One of the most successful tech incubators in New York City is growing its ambitions into the world of coworking and beyond.
Grand Central Tech, which has grown from 15K SF to 130K SF at 335 Madison Ave. in the past five years, has been transformed into Company by co-founder Matthew Harrigan, Forbes reports. The new concept will take over the full building, which stretches between 43rd and 44th streets and between Madison and Vanderbilt avenues across the street from Grand Central Terminal in Midtown Manhattan.
The 1.1M SF building, now called The Company Building, is owned by Milstein Properties, which values the property at over $1B, according to Forbes. Partnering with Company, the Milstein family will lease 700K SF to large enterprise tenants like Facebook, which has signed on for a one-floor lease starting at the end of the year. Those tenants will sit atop 250K SF of coworking space with membership that, unlike with WeWork, Company will curate like an incubator space.
Part of what set Grand Central Tech, and now Company, apart from most standard incubators is that it does not take a portion of equity in an entrepreneur’s startup in exchange for membership. Instead, it will charge rents well below market price — about $65/SF, according to Forbes — for entrepreneurs and subsidize the cost by charging the enterprise tenants above-market rents (starting at $100/SF, with rent in the surrounding area averaging $95/SF).
Harrigan’s bet is that idea-hungry tech companies will pay the premium to mingle their employees with the startup culture downstairs. Enterprise tenants will have “traditional leasing arrangements,” according to Company’s website, while month-to-month coworking memberships will be offered to teams of up to 20. Companies between 15 and 120 workers can sign one- to three-year leases for “startup suites.”
Common space will be a key feature of Milstein’s $150M renovation of the building, which will include ground-floor retail like a bar, multiple restaurants and space for pop-up shops.

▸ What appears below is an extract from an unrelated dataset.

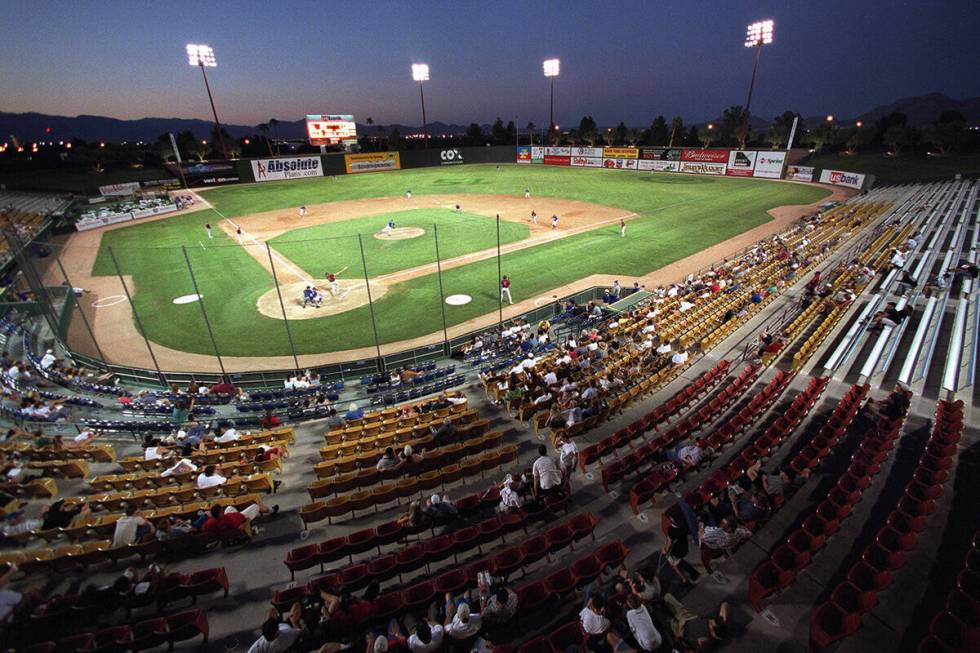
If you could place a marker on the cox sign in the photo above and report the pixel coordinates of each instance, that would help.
(450, 157)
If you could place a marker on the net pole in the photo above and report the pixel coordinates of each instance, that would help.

That component will make up part of the 150K SF devoted to amenities, which also includes a 150-seat theater for speaker events, an outdoor terrace overlooking Grand Central Terminal, and a completely open second floor that includes long, cafeteria-style benches and tables.
Company itself will also be raising capital for a $50M venture fund, although it has not decided how to invest in some of its tenants and not others without giving the appearance of favoritism, as Harrigan told Forbes.
Coworking is rapidly growing its presence within the office market, but as it does, WeWork has entrenched itself further as the industry’s dominant force. Competitors like Knotel, which is unapologetically gunning for WeWork’s crown, and Convene, which has expanded its business from event hosting to coworking, have focused on larger businesses to scale quickly, rather than the startups that sparked the coworking revolution.